One double check that can be done is to look at the VIN plate sticker in the left door shut. Here is the one from my Roadster:
This lists four weights in kg in the following order:
- Gross Vehicle Weight (the maximum loaded weight of the car)
- Gross Train Weight (the maximum loaded weight of car and trailer combined)
- Front Axle Weight (the maximum loaded weight of the two front wheels), often with '1-' in front
- Rear Axle Weight (you can guess this one, can't you?), often with '2-' in front
In this case, the second line is blank, because the car is not approved for towing so there isn't a Gross Train Weight. This is pretty explicit and, for example, is something that any VOSA roadside inspector (the people who check cars towing trailers/caravans) will know - in case anyone was thinking that they could buy the towbar for a hatchback and bolt it onto a Roadster.....
None of the above applies in America where they have a completely different, and much less cautious/strict, system of towbar rating/approval.

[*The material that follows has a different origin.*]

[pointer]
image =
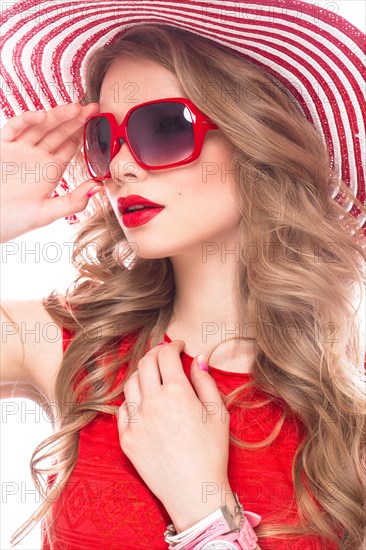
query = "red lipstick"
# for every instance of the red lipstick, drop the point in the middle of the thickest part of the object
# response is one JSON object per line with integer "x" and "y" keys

So they can produce and sell 'hitches' (towbars) for all the models that are not approved for towing in Europe. And, no, an American hitch fitted to a car in Europe isn't legal because it's American!
Thank you for your email dated 5 September to our IVS enquiries inbox. I have been asked to reply.
We suggest you contact the manufacturer on this matter. There may not be any points of sufficient strength to the mount the towbar.
Assuming it can be safely mounted, we believe that you could use a towbar mounted bike carrier.
The Department cannot give an authoritative interpretation of the law; that is a matter for the courts. Enforcement of road traffic law is an operational matter for individual Chief Police Officers and their officers can issue verbal warnings, fixed penalty notices or report the motorist for formal prosecution.
AFAIK, there are no trailer hitch rules in the US other than common sense. And I'm sure some poor *** has tried to tow something here that should never have been attempted.
The UK rules seem to cross the line, but maybe they do prevent accidents. However, installing a simple hitch on a Mini JUST to carry a bike seems a little stupid. My bike weighs around 20 pounds and I'm guessing a light weight hitch and bike rack might weigh the same or a tad more. So, 50 pounds hanging off the back of my Mini is almost meaningless.
There are rules for hitch strength in the US - if it's a Class III, it must be tested to that load - but the US rules allow the hitch to be bolted to an infinitely strong test rig, so there is no guarantee that the hitch will remain on when fitted to a car, just that the hitch itself won't fail.
There does seem to be some evidence of inadequate hitch mountings on things like VWs where owners have used the (much higher) European tow rating to tow heavier trailers and ended up starting to tear the spare wheel well out of some cars, as the US hitches just bolt to sheetmetal and not to the mounting points specified by VW for European hitches.
I don't think we have any history in Britain of many hitches failing before the law came in, but then it is a pretty critical component so saying it must be strong enough isn't too big an ask.